The lobster bisque was the best my wife ever had, she said. Sweet, creamy and smooth it was quite the indulgence with a crouton floating in the middle topped with pieces of actual lobster. We shared the bowl and it didn't last long.

The lunch menu offers a several starters and some salads plus grilled meat chicken and fish with rice but the sandwiches are in my opinion the tour de force. They come on suave holders swung along by po faced staff.


My Cubano had lots of meat and a slice of melted Swiss wedged into a roll that was sweet enough to make this a Media Noche, traditionally a smaller sweet, middle of the night snack. It was delicious of course as was the famous Laitudes sweet potato salad.

My wife had trouble eating all of her huge grouper sandwich and limited herself to just the fish on the second half of this monster.

I had a Stella served in the traditional long glass. They have four draft beers and a variety of bottles available.

We skipped dessert but I know from experience their crême brûlée is remarkable, as it comes in a dish with three troughs each filled with a flavored burnt custard.

The day was perfect with intermittent sunshine poking through puffy clouds and the remains of an unseasonably late cold front long awa humidity. Just right for sitting out.

The restaurant wasn't crowded, a reminder if one were needed that winter is over.

The loo is as remarkable as the rest of the place, all cool stone and sanitary woodwork with piped music to ease your bowels as you sit and think. Even the paper towels are embroidered which seems a monumental waste to me for a one use object. One day our one percenters will learn to join with the rest of us in the mantra that less is more.

Hemingway has his place on the wall of the gentleman's convenience of course. Everyone wants a piece of Papa:

What a lovely day.

Lupita's or Finnegan's would have been fine of course, but the views make this place special and they know it.

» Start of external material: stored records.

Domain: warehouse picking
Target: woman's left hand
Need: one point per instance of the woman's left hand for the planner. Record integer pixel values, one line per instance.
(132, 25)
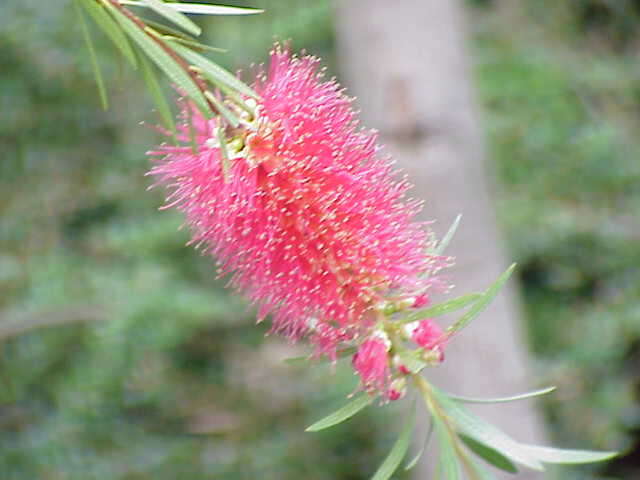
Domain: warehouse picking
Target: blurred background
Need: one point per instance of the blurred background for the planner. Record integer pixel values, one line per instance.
(122, 357)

I find it intrusive when perfect strangers, after I have spoken but two sentences home in on me and ask coyly where I'm from with my Mid Atlantic speech patterns. In Key West every one asks where you are from as a way of making a connection, however I don't frequent bars and no one can relate to where I'm from anyway, so I find the question tedious and intrusive. I cut this nice couple from Louisiana a bit short when she poked her snout into my Anglo-Italian background, "You're not from here," she simpered. I wanted to tell her she was so sharp she might cut herself but I was rather sharp myself. I repented immediately and had to spend te rest of the ride not admiring the view but finding out instead about life in rural Louisiana. I said I liked New Orleans which was the wrong thing to tell these devout small town people so I generally made a dog's dinner of the whole bloody encounter. I wish I could be more like Doug Bennett and just be cheerful with strangers, like this: This Week on the Island . The problem is people just make me nervous and then I bugger everything up trying too hard to relax.

Then the ride was over and we immediately went our mercifully separate ways.

Back to the real world where ordinary people, shop for trinkets and ice cream. Thank you Lord for ordinariness. Latitudes is lovely as a once In a while thing, but renting a cottage there and hanging out in that rarified atmosphere would be too... rich for me.